Замдиректора понимающе кивнула.
– Хорошо, проходите, – сказала она, и Зорин натренированным ухом услышал знакомый щелчок – Лиза Карлин только что выключила трансляцию с камер наблюдения в кабинете директора.
Что ж, подумал Зорин, может это и к лучшему.
Дальний конец стены плавно отъехал в сторону, открывая проход в небольшой коридор. Серые стены были сплошь увешаны фотографиями и газетными вырезками в медных рамках. И везде был изображен один и тот же человек: рослый, статный, с морщинистым лицом, обрамленным иссиня-черными волосами, над которыми была не властна никакая седина. Этот же самый человек встретил их в конце коридора, собственноручно открыв тяжелую дверь.
– Зорин, Кровин, – коротко кивнул он. – Прошу вас, заходите.
Почти все пространство в кабинете директора было заставлено книжными шкафами и столиками с кипами толстых черных папок, похожих на маленькие башенки. Искусственных окон в кабинете, как это ни странно, не было, зато под самым потолком висела немыслимых размеров хрустальная люстра. В дальнем углу высился директорский стол, чернеющий массив дерева и железа, начищенный до зеркального блеска и абсолютно пустой.

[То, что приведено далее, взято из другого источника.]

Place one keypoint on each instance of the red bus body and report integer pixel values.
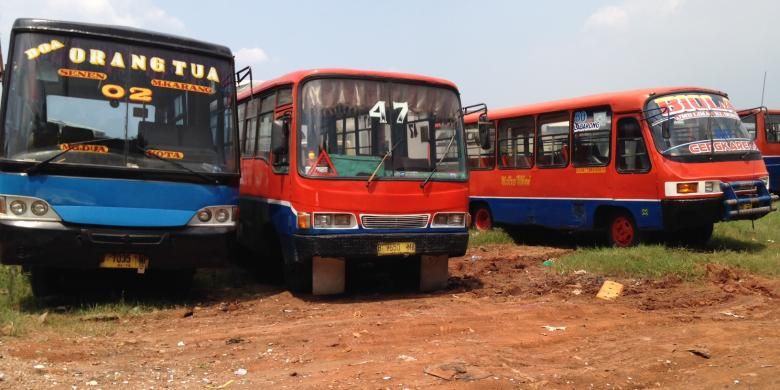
(590, 186)
(278, 207)
(764, 125)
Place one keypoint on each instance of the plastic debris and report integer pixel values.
(610, 290)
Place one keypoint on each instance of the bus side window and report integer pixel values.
(479, 158)
(266, 119)
(632, 154)
(516, 143)
(772, 126)
(552, 148)
(592, 135)
(750, 125)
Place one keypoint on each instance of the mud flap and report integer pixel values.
(433, 272)
(328, 275)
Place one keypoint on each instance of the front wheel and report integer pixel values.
(622, 231)
(483, 219)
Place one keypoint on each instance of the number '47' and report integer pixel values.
(378, 111)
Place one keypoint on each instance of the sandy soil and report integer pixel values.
(487, 330)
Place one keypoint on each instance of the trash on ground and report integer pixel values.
(610, 290)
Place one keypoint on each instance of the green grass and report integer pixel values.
(735, 244)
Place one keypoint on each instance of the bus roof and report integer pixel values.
(123, 33)
(622, 101)
(298, 76)
(770, 111)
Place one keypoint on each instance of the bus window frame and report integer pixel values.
(538, 130)
(534, 126)
(609, 137)
(494, 144)
(281, 112)
(643, 134)
(766, 129)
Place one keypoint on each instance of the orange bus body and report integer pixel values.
(592, 163)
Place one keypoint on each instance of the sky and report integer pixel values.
(502, 53)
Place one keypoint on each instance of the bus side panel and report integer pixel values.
(773, 167)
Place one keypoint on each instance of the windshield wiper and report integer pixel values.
(427, 179)
(31, 170)
(179, 165)
(387, 154)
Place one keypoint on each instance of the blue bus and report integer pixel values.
(118, 152)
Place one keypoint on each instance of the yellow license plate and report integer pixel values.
(396, 248)
(125, 260)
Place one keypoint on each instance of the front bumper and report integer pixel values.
(57, 245)
(364, 246)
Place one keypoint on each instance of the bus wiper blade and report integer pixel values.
(31, 170)
(177, 164)
(427, 179)
(387, 154)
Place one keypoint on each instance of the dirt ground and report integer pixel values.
(487, 330)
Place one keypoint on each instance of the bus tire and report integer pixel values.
(483, 218)
(622, 231)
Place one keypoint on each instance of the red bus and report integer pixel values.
(351, 166)
(665, 159)
(764, 126)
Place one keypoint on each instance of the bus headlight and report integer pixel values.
(18, 207)
(687, 188)
(449, 220)
(334, 221)
(222, 215)
(213, 216)
(39, 208)
(26, 208)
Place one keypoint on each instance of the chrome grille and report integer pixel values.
(408, 221)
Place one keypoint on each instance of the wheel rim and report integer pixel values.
(482, 220)
(622, 231)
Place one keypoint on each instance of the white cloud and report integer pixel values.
(250, 56)
(610, 16)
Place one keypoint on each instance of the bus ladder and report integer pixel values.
(754, 205)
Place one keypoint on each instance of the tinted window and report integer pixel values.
(516, 143)
(553, 146)
(631, 150)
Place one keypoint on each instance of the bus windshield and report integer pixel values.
(114, 104)
(698, 127)
(380, 130)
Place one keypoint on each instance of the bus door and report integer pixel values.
(771, 147)
(635, 183)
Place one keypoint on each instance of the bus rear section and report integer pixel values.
(673, 160)
(119, 153)
(764, 126)
(346, 167)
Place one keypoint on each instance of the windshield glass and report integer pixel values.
(698, 125)
(348, 126)
(129, 105)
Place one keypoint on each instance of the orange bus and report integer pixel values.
(764, 126)
(665, 159)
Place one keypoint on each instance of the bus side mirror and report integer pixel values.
(666, 128)
(484, 132)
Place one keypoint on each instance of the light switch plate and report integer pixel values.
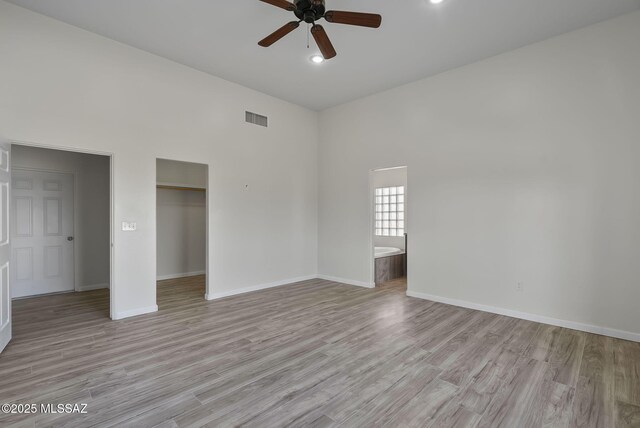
(129, 226)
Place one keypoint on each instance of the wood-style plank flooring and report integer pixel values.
(315, 354)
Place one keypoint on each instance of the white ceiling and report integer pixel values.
(416, 39)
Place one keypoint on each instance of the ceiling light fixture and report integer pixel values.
(317, 59)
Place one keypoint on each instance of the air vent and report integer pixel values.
(257, 119)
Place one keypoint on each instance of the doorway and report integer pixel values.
(181, 229)
(389, 196)
(60, 213)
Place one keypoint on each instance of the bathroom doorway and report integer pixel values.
(389, 238)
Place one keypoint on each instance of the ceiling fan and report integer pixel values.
(311, 11)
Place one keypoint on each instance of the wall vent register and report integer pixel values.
(256, 119)
(390, 214)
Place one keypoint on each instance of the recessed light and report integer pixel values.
(317, 59)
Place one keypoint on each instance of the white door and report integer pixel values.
(42, 233)
(5, 252)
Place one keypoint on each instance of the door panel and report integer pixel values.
(5, 245)
(42, 221)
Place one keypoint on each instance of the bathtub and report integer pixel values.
(387, 251)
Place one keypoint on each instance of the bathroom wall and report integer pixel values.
(389, 178)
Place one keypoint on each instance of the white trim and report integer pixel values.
(605, 331)
(347, 281)
(180, 275)
(290, 281)
(90, 287)
(135, 312)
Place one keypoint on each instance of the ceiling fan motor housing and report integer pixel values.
(309, 11)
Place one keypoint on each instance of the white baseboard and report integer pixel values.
(223, 294)
(93, 287)
(134, 312)
(604, 331)
(180, 275)
(347, 281)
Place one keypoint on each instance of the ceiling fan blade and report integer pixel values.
(284, 4)
(278, 34)
(323, 42)
(354, 18)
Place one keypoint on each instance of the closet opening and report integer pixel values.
(181, 231)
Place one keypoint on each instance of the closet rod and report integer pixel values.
(193, 189)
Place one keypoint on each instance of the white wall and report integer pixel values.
(92, 207)
(390, 177)
(181, 220)
(522, 167)
(65, 87)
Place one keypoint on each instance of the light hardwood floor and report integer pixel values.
(314, 354)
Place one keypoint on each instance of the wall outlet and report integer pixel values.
(129, 226)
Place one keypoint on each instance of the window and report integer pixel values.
(390, 211)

Каждый раз стол Мерлина удивлял Блика этой своей пустотой, будто это было не рабочее место самого важного человека в Доме Надежды, а просто предмет интерьера.

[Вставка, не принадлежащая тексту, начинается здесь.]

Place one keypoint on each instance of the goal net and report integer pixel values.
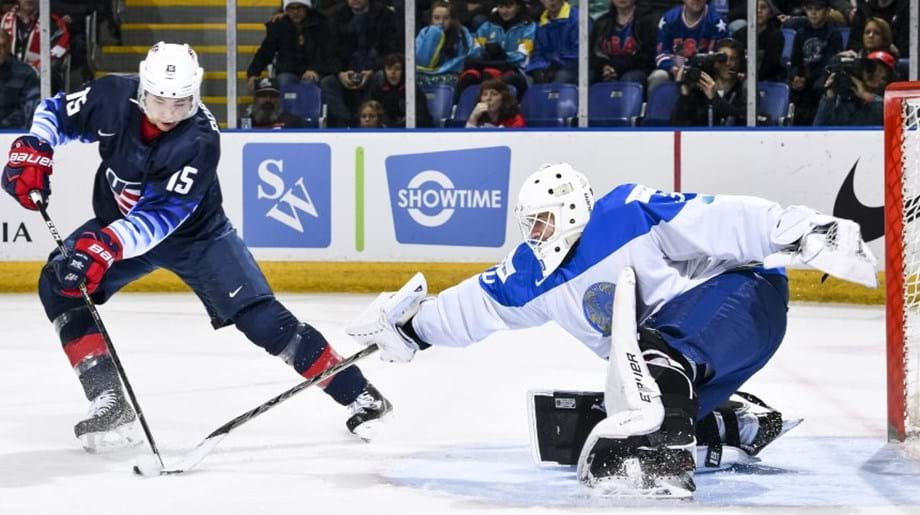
(902, 256)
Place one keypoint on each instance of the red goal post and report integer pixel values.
(902, 258)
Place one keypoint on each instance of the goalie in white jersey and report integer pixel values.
(710, 302)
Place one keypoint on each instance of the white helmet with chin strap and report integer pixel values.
(170, 71)
(553, 208)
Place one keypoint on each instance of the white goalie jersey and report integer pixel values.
(674, 241)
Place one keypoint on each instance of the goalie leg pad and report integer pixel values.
(560, 422)
(668, 452)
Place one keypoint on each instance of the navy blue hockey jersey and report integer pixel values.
(143, 192)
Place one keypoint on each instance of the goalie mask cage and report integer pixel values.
(902, 258)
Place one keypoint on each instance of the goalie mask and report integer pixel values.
(170, 83)
(553, 208)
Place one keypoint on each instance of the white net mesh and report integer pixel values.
(910, 148)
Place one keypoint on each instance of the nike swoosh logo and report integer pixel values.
(871, 220)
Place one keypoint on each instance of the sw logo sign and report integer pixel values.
(287, 195)
(455, 197)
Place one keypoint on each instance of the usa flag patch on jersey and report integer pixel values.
(126, 193)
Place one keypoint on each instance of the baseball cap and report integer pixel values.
(308, 3)
(267, 86)
(818, 3)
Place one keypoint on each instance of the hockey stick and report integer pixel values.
(39, 201)
(196, 455)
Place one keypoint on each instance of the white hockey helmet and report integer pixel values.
(553, 208)
(170, 71)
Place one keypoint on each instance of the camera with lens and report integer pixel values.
(844, 68)
(699, 63)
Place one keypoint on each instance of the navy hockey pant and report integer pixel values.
(226, 278)
(729, 326)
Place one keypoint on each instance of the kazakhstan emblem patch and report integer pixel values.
(598, 306)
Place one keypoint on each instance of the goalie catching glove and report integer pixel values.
(830, 244)
(383, 320)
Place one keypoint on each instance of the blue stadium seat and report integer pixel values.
(614, 104)
(550, 105)
(773, 102)
(788, 38)
(305, 100)
(661, 102)
(466, 103)
(440, 102)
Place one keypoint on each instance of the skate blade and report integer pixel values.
(788, 425)
(122, 437)
(622, 488)
(631, 483)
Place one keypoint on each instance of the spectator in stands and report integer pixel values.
(298, 44)
(717, 98)
(857, 100)
(74, 14)
(555, 52)
(814, 45)
(19, 88)
(502, 46)
(266, 109)
(876, 37)
(21, 23)
(363, 31)
(770, 43)
(497, 107)
(441, 48)
(682, 32)
(622, 44)
(389, 88)
(889, 10)
(371, 115)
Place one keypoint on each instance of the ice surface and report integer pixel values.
(458, 442)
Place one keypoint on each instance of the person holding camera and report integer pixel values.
(266, 110)
(297, 42)
(622, 44)
(711, 91)
(853, 92)
(683, 32)
(363, 32)
(502, 46)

Директор прошелся ко кабинету, остановился у своего стола, но садится за него не стал. Вместо этого он провел по нему рукой, и Блик отчетливо услышал странное гудение, доносящееся, казалось, из самых глубин Моранбаума. Что-то щелкнуло, и на столе появилась пузатая бутылка воды и три стакана. Артезиан Мерлин жестом подозвал своих гостей поближе, разлил воду по стаканам и протянул один Кровину.
– Чем обязан, господа? – спросил директор, наблюдая как Мартелл берет стакан из его рук. – Такая рань, ситбиан, а вы уже на ногах.
Он налил еще один стакан и дал его Блику. Зорин поблагодарил его, сделал небольшой глоток и сказал:
– Код 0916.
– Неужели? – Мерлин, казалось, не обратил на его слова никакого внимания. – И каким же образом юный Мартелл умудрился нарушить Священные правила?
Блик поставил стакан на стол, достал из внутреннего кармана книгу и протянул ее директору. Мерлин взял ее, небрежно пролистал и покачал головой.
– Надо же, – без какого-то удивления сказал он. – Матей Морару, «Хребет Апостола». Эта книга за последнее время наделала немало шума. Много же людей отправились из-за нее в экстракторы. А еще больше – не отправились, к сожалению. Где вы ее нашли?
– В шкафчике Кровина в спортзале, – ответил Зорин.
– Опять копались в грязном белье, Блик?
– Это моя работа, директор, только и всего.
– Что ж, – Мерлин отложил книгу в сторону в внимательно посмотрел на Кровина. – Где ты взял книгу, Мартелл?